Exaspéré, je jure entre mes dents et me dirige vers la ronde de braillards qui gesticulent dans tous les sens. Au milieu, deux mecs se battent : le premier est immense, costaud et possède un visage révulsé par la colère, l'autre est Hazel.

Mon ami a le nez explosé et du sang ruisselle le long de son menton. Pourtant, il ne s'avoue pas vaincu et ne cesse de revenir à la charge, animé par une rage démentielle qui le pousse à frapper inlassablement, quitte à se faire exploser la gueule. S'il y a bien une chose que j'ai comprise depuis que je fréquente Hazel, c'est qu'il est indomptable. La moindre remarque peut le faire sortir de ses gonds et il ne connaît pas la peur. En trois mois, j'ai dû le voir se battre une dizaine de fois et le récupérer autant de fois dans des états pitoyables. Il ne sait pas s'arrêter, il en est incapable.

Alors, je donne des coups de coude pour fendre la foule de curieux et attrape Hazel par le bras.
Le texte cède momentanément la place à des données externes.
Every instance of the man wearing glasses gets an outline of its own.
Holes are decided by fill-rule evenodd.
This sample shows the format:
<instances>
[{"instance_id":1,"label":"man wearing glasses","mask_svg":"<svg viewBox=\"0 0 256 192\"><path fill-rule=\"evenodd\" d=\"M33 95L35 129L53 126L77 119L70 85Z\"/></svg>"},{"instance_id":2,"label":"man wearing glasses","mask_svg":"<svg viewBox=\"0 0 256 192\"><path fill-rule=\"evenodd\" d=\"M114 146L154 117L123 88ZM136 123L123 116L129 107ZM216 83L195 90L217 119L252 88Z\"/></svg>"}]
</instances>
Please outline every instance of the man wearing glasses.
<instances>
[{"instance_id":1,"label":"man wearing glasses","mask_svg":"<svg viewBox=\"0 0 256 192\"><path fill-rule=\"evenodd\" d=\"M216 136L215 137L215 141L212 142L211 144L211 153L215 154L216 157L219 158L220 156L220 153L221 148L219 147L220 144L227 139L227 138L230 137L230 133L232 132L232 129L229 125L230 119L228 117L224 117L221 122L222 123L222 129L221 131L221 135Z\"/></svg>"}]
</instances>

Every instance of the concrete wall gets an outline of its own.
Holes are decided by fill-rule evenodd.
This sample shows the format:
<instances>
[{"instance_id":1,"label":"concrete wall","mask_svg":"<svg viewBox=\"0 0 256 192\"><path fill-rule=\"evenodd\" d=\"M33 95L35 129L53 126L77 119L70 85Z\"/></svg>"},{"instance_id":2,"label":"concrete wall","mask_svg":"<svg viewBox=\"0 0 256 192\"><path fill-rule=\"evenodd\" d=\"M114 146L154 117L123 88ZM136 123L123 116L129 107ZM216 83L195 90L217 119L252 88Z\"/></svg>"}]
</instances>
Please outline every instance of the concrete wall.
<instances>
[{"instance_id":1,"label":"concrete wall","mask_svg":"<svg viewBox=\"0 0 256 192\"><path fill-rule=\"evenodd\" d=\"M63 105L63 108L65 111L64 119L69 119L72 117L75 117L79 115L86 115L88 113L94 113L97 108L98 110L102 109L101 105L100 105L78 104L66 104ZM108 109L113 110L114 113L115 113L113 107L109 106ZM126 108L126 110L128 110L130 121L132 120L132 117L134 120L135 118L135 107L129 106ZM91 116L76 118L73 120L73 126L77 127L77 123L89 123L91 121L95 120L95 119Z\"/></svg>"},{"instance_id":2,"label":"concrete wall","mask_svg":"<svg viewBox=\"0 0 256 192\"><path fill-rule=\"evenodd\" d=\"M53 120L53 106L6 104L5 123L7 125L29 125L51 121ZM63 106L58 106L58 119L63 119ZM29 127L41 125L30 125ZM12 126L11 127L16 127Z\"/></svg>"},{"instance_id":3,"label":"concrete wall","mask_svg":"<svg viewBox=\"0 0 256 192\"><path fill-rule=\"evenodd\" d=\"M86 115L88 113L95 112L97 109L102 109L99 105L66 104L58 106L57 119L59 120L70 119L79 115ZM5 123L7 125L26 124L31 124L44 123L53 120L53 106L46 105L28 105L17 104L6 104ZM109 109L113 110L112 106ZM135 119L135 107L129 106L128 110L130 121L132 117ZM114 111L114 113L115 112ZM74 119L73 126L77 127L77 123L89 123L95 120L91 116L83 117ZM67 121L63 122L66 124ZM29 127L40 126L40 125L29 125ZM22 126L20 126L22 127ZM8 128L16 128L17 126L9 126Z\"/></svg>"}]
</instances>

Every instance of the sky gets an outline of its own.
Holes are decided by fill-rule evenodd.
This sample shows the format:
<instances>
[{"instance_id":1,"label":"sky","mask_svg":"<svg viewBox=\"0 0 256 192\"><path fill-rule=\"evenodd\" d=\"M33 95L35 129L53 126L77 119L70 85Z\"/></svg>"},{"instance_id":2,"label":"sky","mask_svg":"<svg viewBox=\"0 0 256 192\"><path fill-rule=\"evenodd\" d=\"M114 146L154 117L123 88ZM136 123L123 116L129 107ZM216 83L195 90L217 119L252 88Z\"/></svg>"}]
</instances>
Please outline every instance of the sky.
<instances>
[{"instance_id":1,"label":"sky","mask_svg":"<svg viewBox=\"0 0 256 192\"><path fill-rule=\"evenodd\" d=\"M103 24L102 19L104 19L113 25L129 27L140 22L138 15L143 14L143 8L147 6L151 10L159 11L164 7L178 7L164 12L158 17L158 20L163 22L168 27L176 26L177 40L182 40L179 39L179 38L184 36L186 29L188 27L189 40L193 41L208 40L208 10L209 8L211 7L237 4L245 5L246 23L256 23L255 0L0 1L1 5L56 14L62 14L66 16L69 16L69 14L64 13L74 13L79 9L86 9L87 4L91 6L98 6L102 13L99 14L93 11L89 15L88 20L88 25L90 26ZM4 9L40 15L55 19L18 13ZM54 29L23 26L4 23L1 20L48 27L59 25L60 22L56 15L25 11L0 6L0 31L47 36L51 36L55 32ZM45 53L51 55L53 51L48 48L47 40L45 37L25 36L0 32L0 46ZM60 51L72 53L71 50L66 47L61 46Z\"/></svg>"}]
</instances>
Le regard qu'il me lance derrière son épaule est terrible, ses yeux sont injectés de sang.

Je soupire, blasé, et le tire un peu plus fort vers moi. J'entends son adversaire beugler des insanités et Hazel lui répondre, mais j'ignore les deux et traîne mon ami jusqu'au bout de la rue. Il continue à se débattre et à m'insulter, mais je sais qu'il ne cherche pas réellement à me blesser.

Au bout de quelques mètres, il consent enfin à se taire et je le pousse sur un banc avant de m'accroupir à ses pieds. Je sens que ses yeux bleus me dévisagent, mais je refuse de croiser son regard, tentant plutôt d'évaluer la gravité de ses blessures. Son nez saigne beaucoup, mais ne semble pas cassé. Sa pommette bleuit à vue d'œil.

Bon. Il survivra.

Je me relève et glisse mon regard vers la mer qui s'étire devant nous. Par réflexe, je l'ai traîné dans la crique où nous avons passé notre été à nous baigner, mais je n'en ai plus envie. Je déteste qu'il se batte. Quand c'est le cas, il me paraît plus ridicule que jamais, et ce ne sont pas ces trois mois passés à ses côtés qui me feront changer d'avis. Hazel et moi sommes différents : il y a des aspects de sa personnalité que je ne comprendrai jamais et qui m'exaspèrent au plus haut point. Chaque semaine, nos éclats de rire se mêlent à ce mépris tacite qui subsiste entre nous ; je ne sais jamais si nos au revoir se solderont par une franche accolade ou par un coup de poing dans la mâchoire. Au milieu de cette amitié naissante, Hazel reste ce que je déteste le plus au monde.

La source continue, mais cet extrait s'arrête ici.